After the separation of the gold, nitro-muriatic acid being poured on the remaining mas3 will dissolve it, with the exception of a small quantity of black matter, which was formerly mistaken for plumbago, but is now proved to be a compound of osmium and iridium, two of the four new metallic bodies, which were discovered a few years ago by Mr. Tennant. These two metals Dr. Wollaston has since shown to exist also in the crude platinum ore. united together in the form of distinct minute crystals, and dispersed through the other grains, from which they can be distinguished and picked out without difficulty. Muriate of ammonia being now added to the solution, the platinum is precipitated in the form of a yellowish powder, which is a compound of muriatic acid, ammonia, and platinum: the remaining solution, after the platinum has been separated from it, still contains, besides iron, minute quantities of various other substances, amongst which the two other metallic bodies, palladium and rhodium, were discovered by Dr.
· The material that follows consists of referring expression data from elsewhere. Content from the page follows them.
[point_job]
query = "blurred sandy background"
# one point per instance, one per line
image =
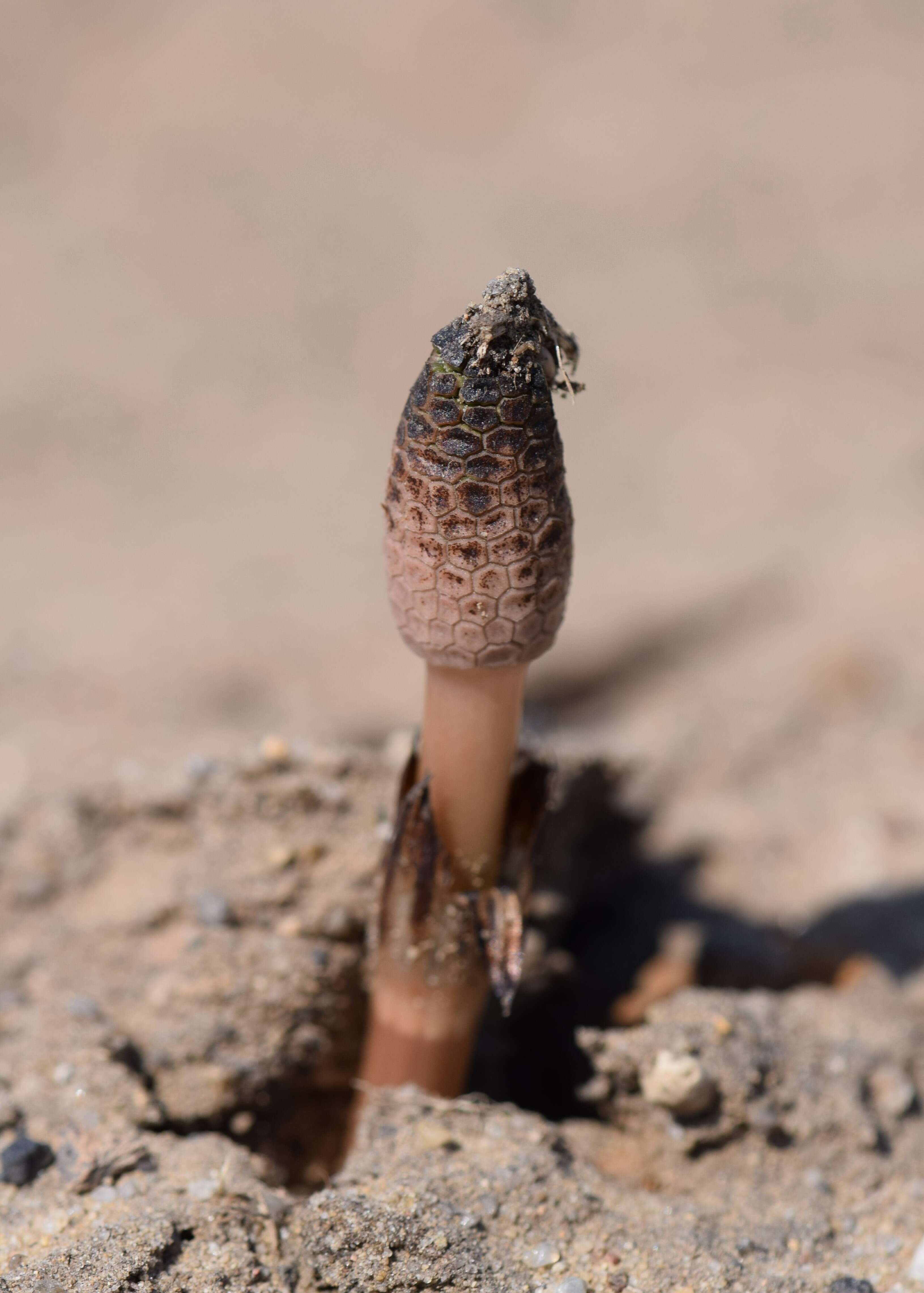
(227, 235)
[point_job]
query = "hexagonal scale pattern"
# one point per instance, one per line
(479, 544)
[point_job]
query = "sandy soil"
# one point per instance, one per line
(227, 236)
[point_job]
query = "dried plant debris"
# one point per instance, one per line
(422, 912)
(479, 519)
(143, 1048)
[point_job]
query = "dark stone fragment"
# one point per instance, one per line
(461, 443)
(22, 1160)
(445, 413)
(444, 383)
(214, 909)
(481, 391)
(481, 417)
(476, 498)
(419, 391)
(418, 429)
(450, 342)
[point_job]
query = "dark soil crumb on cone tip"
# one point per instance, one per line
(480, 525)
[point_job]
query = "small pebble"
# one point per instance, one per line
(679, 1084)
(892, 1090)
(282, 857)
(274, 752)
(819, 1181)
(543, 1255)
(212, 909)
(83, 1008)
(22, 1160)
(199, 767)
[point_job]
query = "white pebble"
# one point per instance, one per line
(917, 1269)
(543, 1255)
(679, 1084)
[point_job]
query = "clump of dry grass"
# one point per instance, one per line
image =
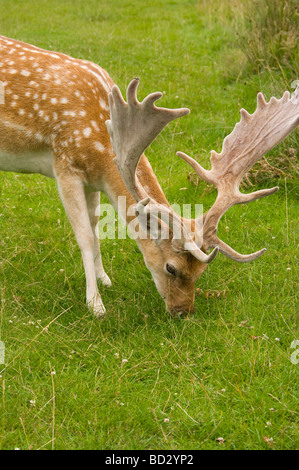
(284, 165)
(269, 34)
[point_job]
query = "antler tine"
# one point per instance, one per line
(133, 127)
(251, 138)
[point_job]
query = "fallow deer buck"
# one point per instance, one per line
(53, 122)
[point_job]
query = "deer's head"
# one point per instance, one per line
(177, 260)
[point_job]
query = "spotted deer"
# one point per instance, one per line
(64, 118)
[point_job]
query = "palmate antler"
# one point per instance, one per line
(133, 127)
(251, 138)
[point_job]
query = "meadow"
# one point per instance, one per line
(139, 379)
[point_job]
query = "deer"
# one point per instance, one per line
(64, 118)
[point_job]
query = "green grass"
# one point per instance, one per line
(225, 371)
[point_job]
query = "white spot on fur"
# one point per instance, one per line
(99, 146)
(87, 132)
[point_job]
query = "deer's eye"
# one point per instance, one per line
(171, 269)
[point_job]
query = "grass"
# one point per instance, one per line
(138, 379)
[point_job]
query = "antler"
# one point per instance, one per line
(251, 138)
(133, 127)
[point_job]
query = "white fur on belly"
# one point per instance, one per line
(33, 162)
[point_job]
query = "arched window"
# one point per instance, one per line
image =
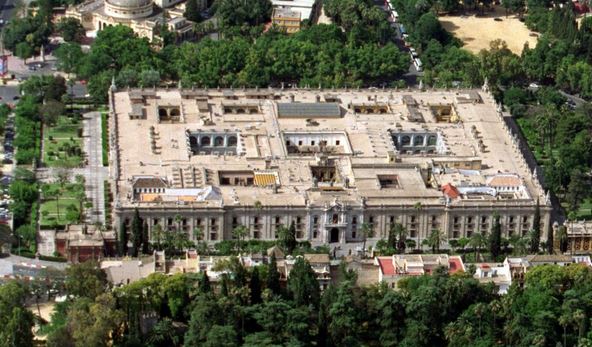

Wollaston. Having now brought the platinum to the state of salt, the next object is to restore it, thus purified, to its metallic state, and to consolidate it into a malleable mass; this, from the great infusibility of platinum, has long been a matter of considerable difficulty and labour.

It had been long discovered that arsenic readily united with platinum, and formed with it an alloy of great fusibility; an alloy, therefore, was made of crude platinum and arsenic; and the latter metal, being easily volatilized, was driven off by heat, whilst the iron, being oxidated during the process, was also separated from the mass; so that the platinum was left in an impure but malleable state.